Other considerations for mortality composting

Besides time and patience, the key resources for mortality composting include the carbon amendment and other cover material, a water source, equipment, and space. Operators will need appropriate equipment, such as a front-end loader, for mixing the piles as well.
  • Supporting material: A mortality composting pile has two parts when it is initially set up: the media bed, on which the carcass material is placed, and the cover material. The material for the media bed and cover material is a source of carbon for the composting microbes, which should retain moisture and porosity. Mulch, wood shavings, and crop residue are popular options. Sometimes a mixture of sources works best for the media bed, to achieve some moisture-holding capacity. For example, while straw and corn stalks are great carbon sources with high porosity, the surface of the straw and corn stover tends to shed water. Chopping and mixing either of these with some compost, or sawdust, provides a good mixture of both moisture and porosity. The cover material serves as an additional odor barrier. Water-shedding material may be a better option for the surface of the mortality pile, to reduce precipitation entry into the pile. The Minnesota Board of Animal Health provides a list of contacts for carbon sources.
  • Water Source: Composting is efficient and effective when the moisture content is around 50%. The compost material should leave your hand feeling moist, but you should not be able to squeeze any water out of it. For a mass mortality pile, consider ways to add moisture if rainfall is not sufficient. Options may include a water truck or soaker hose.
  • Equipment: The right equipment makes any job easier. A loader will aid in pile construction and will also be needed for turning and mixing the pile after the primary and secondary stages.
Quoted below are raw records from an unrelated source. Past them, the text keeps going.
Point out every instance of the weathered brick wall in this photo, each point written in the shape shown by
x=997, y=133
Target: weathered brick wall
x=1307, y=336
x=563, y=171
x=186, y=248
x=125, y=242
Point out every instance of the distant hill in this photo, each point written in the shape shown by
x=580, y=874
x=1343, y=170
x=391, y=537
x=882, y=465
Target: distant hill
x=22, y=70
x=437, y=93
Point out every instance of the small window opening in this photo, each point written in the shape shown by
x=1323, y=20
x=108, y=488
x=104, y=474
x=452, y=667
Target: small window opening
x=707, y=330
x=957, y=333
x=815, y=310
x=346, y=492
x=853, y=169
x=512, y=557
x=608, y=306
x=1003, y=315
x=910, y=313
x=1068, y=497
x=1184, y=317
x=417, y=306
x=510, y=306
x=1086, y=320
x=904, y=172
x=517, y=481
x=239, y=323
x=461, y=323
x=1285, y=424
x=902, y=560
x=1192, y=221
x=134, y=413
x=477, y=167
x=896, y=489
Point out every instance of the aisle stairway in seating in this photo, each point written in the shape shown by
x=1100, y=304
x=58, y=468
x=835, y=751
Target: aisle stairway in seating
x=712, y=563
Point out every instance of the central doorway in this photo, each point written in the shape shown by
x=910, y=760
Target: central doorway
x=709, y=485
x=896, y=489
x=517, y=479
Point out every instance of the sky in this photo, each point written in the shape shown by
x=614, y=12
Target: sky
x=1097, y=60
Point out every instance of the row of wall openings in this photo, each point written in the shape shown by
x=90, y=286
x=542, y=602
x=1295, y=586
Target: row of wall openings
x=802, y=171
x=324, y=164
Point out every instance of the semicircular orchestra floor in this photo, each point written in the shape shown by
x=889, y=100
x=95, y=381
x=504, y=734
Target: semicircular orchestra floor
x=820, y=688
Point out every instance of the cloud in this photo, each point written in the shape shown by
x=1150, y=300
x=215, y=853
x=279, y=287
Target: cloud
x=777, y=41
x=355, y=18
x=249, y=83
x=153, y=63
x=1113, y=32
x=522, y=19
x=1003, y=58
  • Space: The rule of thumb is that 3 to 5 yards of media accompany 1000 pounds of animal mass. Always check with local and state rules on whether there are restrictions on where composting occurs relative to groundwater or other water sources. Equipment accessibility and maneuverability around the site and pile, water availability, and visibility are other factors.
Composting is a form of nutrient recycling on farms. With sufficient media, resources, and manpower, the process of constructing a mass mortality compost is relatively quick. But the mortality composting process needs patience.